Charles “Chuck” Feeney has amassed billions of dollars in wealth. However, he doesn’t own an opulent house, a car or a Rolex. He prefers taking cabs, riding the subway, or just walking when he’s in New York. He flies economy, even on international flights. And since the 1980s, he has given away his fortune to humanitarian and educational causes throughout the world. Preferring to give it all away while he is still alive, Feeney wants to better the lives of people around the world in the here and now.

From New Jersey to France
Chuck Feeney was born in 1931 and raised in a working class section of Elizabeth, NJ during the Great Depression. His father, the son of an immigrant from Co. Fermanagh, Ireland, was an insurance underwriter and his mother was a nurse. In 1948, at age 17, Chuck enlisted in the United States Air Force, serving for four years in postwar Japan and Korea. After his military service, Feeney received a GI scholarship and enrolled at Cornell University’s School of Hotel Administration.
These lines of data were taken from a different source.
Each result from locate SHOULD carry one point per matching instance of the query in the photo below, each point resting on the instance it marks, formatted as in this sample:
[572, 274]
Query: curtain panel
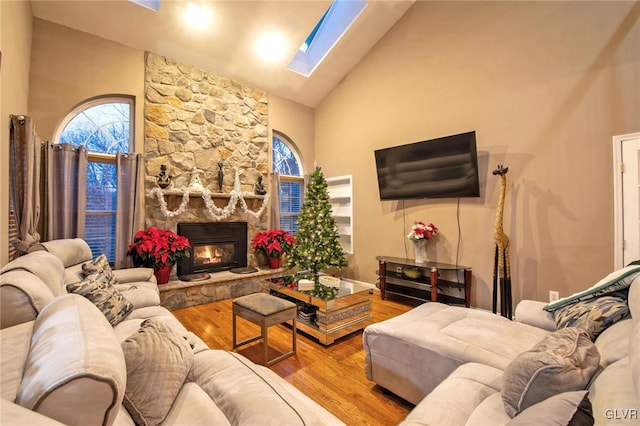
[129, 204]
[274, 217]
[24, 163]
[66, 191]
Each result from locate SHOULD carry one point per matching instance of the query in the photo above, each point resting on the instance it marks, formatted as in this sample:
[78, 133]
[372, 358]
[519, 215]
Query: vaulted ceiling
[226, 44]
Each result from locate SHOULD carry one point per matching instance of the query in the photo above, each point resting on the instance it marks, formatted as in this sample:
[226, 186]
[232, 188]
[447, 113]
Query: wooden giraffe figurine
[502, 267]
It was at Cornell that Feeney’s flair for business was first discovered. His GI scholarship funds were sent to him in monthly installments of $110, scarcely enough to cover the Ivy League university’s tuition. To make ends meet, he began to sell sandwiches that a fellow classmate would make, earning a decent income.
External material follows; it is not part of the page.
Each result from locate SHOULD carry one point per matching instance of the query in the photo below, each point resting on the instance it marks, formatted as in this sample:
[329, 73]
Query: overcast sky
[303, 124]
Upon graduating from Cornell in 1956, Feeney still had four months of scholarship funds left and no idea what to do with his degree. He decided to study political science at the University of Grenoble.
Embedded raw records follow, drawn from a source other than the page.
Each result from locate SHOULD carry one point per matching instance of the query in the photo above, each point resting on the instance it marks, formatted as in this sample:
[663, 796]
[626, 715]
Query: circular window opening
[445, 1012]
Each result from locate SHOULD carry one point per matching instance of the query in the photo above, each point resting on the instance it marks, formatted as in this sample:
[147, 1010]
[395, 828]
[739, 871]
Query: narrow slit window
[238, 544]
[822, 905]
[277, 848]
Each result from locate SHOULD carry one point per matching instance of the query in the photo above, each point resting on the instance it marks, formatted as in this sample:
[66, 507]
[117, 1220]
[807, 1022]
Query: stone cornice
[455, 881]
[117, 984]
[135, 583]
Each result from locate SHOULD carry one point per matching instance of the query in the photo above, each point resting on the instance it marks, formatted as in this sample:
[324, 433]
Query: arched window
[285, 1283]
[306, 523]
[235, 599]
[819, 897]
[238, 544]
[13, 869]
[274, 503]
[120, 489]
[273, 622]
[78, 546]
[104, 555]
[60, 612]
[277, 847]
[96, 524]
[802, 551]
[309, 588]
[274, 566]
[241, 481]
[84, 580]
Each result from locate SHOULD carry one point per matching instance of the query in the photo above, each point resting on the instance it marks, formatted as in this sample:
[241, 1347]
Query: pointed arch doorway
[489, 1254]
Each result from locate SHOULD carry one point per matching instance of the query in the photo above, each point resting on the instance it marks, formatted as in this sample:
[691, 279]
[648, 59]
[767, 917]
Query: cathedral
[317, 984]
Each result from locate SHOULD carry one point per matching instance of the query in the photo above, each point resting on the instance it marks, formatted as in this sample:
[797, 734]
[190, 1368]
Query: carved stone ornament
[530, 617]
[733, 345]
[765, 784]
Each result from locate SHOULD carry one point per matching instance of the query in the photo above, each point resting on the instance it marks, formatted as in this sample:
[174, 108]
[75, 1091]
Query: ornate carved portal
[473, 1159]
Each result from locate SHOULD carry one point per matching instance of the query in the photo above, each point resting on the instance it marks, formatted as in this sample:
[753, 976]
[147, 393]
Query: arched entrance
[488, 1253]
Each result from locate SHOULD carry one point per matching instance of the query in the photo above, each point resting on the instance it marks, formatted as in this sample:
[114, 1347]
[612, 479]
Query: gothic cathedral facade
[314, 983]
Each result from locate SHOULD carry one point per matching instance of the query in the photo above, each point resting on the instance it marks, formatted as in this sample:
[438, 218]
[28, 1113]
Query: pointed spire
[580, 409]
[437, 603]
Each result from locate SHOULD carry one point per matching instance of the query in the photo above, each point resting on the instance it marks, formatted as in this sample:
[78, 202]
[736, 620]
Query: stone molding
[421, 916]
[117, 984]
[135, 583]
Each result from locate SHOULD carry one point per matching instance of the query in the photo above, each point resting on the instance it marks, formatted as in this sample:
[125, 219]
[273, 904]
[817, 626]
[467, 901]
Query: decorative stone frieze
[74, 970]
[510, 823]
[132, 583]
After studying in Grenoble, Feeney decided to travel to the south of France. He eventually landed in Villefranche-sur-Mer, and began running a summer camp for children from the U.S. fleet stationed there. On a trip to Barcelona, he ran into Robert Miller, a fellow Cornell alumnus. Feeney had an idea: sell goods to the fleet duty free – without tax. Miller and Feeney partnered up and began selling perfume, tape recorders and transistor radios.

In 1960, the partners founded Duty Free Shoppers (DFS), opening up duty-free shops in Honolulu and Hong Kong. When the Japanese government lifted travel restrictions on its citizens in 1966, the company found success. Feeney learned Japanese and arranged deals with tour guides to bring groups through the shops. DFS became a global retail giant with duty-free shops all over the world, and made the partners incredibly wealthy.

Forbes estimated Feeney’s wealth to be $1.3 billion in 1988, landing him in the top 20 of its 400 richest people list. However, he was actually worth less than $5 million. Six years earlier, Feeney transferred his 38.75 percent interest in DFS to a charitable foundation. As he said in a previous interview with Irish America, “I did not want money to consume my life.”

The impetus for Feeney’s charity career was a $700,000 bequest to Cornell University in 1981. After the bequest, Feeney was bombarded with requests for donations. Wanting to do something but on his own terms, he turned to his friend Harvey Philip Dale for advice. Dale’s advice was to set up a foundation to carry out all future donations. Feeney proceeded to found The Atlantic Philanthropies, a collective of separate foundations, in Bermuda in order to avoid disclosure requirements that a U.S.-based organization would have to meet. Unlike many philanthropists, Feeney wanted anonymity. The foundation did not, and still does not, bear his name, and he never took tax deductions on his philanthropic work. The anonymity allowed him to walk down the street unrecognized and keep his family safe. However, it also prevented him from being able to correct any inaccuracies.

This anonymity spread throughout the Atlantic Philanthropies. Rules were established within the foundation. Any unsolicited requests for money were rejected, and all donations were given via cashier’s check. When he was an honored guest at events, Feeney would bring his own photographer, who would pretend to take pictures without any film in the camera.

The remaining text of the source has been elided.